In the car I wonder if I could ever be the girl it is easy to love. I’ll pour him some wine when he walks through the door. Better yet, I’ll start crying during sad movies, bury my face in his chest and really let him feel me needing him. I don’t want to be the difficult one, the one he ends up leaving even though he hates himself for it; but could I be any girl other than the one who corrects his grammar, who forces him into uncomfortable positions, who demands to know why about things that are “just a matter of taste”.
When I see his eyes narrow and the veins in his arms reveal themselves, when he opens his mouth but closes it before a sound comes out, when he fights everything his common sense is telling him and makes love to me in the uncommon; that is when it means the most.

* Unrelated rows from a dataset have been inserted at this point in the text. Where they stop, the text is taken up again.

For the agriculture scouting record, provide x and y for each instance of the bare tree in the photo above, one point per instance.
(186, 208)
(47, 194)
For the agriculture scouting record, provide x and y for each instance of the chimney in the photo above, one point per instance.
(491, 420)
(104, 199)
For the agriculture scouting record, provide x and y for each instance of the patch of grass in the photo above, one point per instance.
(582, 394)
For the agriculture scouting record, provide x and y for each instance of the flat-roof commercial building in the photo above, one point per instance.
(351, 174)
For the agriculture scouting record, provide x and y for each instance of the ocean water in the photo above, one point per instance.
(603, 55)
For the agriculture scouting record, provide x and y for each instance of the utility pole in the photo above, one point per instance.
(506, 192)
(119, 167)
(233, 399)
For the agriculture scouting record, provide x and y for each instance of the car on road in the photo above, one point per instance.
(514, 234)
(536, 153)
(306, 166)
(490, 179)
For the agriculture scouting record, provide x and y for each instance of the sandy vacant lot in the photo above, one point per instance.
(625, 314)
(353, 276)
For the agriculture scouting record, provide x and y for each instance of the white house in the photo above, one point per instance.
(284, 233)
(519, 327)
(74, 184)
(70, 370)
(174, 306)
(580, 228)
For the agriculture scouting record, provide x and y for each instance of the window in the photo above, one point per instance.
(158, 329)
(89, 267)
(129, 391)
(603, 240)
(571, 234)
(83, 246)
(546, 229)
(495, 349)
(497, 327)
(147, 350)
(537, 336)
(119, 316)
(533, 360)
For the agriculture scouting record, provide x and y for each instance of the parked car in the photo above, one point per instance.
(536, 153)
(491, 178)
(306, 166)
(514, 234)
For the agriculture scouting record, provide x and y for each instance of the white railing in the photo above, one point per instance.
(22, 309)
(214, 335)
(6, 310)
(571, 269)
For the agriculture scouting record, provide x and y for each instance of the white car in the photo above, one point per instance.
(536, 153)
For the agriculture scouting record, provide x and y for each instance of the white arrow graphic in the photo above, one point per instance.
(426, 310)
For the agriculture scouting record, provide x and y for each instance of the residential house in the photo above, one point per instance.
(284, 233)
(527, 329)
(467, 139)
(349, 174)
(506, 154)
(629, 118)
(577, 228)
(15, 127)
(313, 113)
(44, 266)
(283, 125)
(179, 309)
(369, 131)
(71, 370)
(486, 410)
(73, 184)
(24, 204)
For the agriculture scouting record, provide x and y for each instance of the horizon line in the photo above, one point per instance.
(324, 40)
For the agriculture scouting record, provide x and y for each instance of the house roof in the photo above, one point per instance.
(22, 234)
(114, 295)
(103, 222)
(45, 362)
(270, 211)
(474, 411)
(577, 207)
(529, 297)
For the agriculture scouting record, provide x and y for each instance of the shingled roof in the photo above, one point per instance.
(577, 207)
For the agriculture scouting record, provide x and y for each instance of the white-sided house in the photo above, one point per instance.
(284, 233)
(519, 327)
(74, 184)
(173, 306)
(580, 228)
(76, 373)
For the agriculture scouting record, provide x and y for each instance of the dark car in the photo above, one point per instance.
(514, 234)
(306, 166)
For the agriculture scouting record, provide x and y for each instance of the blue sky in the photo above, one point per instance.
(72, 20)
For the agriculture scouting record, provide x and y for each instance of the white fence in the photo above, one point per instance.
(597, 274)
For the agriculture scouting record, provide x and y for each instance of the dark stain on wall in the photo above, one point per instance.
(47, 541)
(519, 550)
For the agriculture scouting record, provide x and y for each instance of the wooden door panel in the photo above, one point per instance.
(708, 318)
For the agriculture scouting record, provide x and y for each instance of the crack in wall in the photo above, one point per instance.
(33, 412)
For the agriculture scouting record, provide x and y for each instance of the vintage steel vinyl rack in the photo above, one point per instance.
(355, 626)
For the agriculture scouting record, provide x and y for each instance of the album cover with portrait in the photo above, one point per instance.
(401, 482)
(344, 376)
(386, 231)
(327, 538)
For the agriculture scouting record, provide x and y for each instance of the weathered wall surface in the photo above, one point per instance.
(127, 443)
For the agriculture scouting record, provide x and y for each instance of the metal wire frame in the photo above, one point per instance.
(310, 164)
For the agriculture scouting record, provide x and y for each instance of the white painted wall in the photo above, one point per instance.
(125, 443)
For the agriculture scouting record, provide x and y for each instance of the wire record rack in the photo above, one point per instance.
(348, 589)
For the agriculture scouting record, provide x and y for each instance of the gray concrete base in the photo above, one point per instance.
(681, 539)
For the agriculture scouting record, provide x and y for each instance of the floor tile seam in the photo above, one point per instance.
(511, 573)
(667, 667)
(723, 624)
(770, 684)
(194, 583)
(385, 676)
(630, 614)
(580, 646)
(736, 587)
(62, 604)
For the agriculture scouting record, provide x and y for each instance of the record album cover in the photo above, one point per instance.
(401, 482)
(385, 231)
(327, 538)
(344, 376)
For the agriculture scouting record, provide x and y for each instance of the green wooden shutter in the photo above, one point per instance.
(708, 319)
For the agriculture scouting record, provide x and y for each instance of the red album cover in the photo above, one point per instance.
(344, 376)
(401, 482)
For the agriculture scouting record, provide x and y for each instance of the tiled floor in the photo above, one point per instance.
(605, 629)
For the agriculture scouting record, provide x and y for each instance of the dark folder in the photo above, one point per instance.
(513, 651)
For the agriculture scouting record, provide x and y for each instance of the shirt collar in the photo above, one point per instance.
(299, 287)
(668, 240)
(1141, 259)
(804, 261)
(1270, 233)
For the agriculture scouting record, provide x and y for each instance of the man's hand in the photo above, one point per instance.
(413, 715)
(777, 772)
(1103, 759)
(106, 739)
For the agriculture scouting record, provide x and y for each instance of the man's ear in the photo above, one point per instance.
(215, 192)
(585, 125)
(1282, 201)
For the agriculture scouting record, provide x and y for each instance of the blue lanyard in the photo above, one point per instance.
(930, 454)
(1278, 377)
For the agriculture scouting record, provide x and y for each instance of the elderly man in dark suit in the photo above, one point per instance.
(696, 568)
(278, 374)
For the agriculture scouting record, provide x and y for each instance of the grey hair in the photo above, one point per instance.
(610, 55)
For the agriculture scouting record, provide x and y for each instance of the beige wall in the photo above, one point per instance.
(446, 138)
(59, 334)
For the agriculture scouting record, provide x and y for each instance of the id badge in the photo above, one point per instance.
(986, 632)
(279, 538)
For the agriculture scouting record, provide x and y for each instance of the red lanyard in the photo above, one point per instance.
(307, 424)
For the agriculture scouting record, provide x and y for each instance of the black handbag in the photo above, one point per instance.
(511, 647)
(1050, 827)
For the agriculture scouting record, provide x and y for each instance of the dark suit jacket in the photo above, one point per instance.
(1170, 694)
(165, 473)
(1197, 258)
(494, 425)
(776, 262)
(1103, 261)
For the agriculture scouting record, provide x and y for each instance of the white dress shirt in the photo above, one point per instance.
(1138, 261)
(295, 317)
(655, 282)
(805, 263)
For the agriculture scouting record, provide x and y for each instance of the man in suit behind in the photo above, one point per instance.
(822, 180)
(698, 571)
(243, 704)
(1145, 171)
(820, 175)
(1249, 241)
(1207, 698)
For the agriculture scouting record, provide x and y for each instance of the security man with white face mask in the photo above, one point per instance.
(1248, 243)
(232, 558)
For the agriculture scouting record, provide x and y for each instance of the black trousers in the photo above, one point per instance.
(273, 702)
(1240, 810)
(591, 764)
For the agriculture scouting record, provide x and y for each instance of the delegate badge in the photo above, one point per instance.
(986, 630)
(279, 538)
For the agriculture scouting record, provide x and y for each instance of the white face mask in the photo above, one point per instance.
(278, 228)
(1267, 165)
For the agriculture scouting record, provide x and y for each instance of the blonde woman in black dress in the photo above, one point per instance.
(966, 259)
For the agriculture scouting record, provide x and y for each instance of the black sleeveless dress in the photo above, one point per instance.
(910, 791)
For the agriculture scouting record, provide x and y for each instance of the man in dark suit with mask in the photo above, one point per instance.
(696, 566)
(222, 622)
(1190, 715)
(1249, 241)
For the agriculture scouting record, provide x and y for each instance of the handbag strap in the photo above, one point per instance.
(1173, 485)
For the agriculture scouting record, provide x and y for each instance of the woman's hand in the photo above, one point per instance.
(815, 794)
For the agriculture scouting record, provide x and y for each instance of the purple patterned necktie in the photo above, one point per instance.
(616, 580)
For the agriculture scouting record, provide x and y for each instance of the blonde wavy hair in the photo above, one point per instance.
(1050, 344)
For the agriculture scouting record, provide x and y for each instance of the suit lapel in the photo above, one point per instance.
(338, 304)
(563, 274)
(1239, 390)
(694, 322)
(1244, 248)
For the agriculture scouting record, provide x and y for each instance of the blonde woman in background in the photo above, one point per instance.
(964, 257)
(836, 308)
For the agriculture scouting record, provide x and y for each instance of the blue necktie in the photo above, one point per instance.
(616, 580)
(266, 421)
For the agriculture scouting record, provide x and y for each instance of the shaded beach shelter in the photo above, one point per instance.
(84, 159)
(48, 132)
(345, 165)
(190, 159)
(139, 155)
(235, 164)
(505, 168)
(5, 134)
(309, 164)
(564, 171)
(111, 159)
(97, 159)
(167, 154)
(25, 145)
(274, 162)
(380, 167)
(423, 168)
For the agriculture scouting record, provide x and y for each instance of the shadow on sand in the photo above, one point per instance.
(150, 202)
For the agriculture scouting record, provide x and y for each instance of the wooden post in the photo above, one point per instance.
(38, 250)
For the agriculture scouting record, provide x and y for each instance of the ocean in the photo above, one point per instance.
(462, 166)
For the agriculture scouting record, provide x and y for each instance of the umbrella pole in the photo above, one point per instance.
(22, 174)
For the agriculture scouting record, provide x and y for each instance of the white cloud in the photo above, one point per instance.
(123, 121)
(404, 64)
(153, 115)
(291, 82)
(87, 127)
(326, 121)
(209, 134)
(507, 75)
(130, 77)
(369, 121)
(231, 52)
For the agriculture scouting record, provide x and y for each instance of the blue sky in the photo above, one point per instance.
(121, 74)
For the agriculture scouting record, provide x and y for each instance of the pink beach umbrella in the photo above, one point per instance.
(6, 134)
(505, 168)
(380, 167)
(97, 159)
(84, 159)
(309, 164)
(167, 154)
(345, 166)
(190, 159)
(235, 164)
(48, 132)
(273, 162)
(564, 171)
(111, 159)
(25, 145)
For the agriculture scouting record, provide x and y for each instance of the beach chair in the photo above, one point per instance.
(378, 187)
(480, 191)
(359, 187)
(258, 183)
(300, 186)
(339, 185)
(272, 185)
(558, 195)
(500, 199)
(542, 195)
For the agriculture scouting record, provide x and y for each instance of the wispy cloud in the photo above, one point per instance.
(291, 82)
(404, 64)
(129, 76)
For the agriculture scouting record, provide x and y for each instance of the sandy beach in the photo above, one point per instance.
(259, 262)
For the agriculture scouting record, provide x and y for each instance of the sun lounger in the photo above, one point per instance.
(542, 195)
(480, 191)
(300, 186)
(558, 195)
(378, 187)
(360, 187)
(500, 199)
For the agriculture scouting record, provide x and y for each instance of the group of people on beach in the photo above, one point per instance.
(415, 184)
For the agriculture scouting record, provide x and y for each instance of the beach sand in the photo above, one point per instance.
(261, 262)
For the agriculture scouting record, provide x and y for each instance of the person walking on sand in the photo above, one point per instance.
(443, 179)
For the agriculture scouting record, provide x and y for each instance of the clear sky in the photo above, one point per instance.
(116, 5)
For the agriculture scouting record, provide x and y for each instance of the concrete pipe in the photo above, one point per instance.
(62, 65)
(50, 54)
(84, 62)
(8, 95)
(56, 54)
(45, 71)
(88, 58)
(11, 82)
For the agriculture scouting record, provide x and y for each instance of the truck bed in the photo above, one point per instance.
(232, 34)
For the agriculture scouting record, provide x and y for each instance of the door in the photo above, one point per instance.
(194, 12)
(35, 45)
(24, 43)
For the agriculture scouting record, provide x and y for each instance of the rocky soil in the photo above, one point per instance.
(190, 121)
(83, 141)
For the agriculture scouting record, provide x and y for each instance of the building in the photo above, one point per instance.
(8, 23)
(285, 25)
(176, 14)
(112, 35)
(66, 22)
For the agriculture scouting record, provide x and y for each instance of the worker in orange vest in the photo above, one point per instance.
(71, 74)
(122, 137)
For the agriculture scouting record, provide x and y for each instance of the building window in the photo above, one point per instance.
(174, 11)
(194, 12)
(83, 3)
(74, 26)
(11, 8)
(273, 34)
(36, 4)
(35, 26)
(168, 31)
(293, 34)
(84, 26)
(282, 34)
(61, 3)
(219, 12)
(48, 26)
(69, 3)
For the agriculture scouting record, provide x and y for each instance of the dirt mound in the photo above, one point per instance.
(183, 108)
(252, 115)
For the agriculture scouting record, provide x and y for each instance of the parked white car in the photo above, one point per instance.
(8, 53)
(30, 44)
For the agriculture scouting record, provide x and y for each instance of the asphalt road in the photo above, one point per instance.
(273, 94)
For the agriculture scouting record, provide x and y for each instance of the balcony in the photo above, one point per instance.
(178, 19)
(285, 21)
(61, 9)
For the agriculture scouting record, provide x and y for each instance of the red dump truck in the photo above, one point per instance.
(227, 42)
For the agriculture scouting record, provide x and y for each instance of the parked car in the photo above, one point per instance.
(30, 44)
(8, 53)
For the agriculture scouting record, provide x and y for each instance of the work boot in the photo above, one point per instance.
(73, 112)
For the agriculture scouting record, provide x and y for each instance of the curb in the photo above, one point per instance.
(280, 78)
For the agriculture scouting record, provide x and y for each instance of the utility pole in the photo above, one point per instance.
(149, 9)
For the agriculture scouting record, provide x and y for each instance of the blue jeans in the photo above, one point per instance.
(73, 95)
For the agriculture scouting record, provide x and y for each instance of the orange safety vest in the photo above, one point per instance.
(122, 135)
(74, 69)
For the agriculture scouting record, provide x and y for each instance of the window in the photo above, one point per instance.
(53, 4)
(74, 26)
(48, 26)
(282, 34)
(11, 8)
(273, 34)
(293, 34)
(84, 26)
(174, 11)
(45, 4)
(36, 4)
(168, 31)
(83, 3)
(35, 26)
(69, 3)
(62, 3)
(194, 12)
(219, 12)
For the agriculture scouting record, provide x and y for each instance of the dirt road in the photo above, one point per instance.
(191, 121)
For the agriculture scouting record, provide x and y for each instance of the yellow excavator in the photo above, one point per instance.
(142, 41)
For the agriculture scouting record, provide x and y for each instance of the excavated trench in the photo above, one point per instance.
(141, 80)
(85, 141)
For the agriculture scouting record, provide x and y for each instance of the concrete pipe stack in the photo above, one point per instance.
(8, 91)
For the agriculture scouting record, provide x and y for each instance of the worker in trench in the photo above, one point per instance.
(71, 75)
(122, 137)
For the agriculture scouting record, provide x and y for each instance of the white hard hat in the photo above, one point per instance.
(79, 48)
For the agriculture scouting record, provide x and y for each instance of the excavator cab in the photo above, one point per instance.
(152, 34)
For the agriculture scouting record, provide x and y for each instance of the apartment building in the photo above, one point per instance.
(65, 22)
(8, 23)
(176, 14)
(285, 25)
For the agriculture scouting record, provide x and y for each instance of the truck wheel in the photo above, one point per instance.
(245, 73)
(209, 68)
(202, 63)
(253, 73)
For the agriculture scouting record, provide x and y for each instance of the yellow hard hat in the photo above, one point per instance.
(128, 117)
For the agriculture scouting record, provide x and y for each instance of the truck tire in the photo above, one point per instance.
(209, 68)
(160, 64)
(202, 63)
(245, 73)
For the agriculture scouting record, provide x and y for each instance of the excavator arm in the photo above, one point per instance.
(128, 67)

“No. You’re wrong” I interrupt his mother as the salads are served, “you can’t possibly think that’s a legitimate excuse”. Beneath the table there is a squeeze on my leg- a warning of yet another conversation gone awry?
When I look over his eyes are eager. He nods slightly, mouths ‘I love you’ and turns back to join me in battle.

0 thoughts on “Dinner and Politics

  1. Yeah, I like this. A couple minor grammar errors can’t hold back the reserved, emotional tone here. There’s many truths about relationships nestled in here like acorns stuffed into tiny woodpecker holes.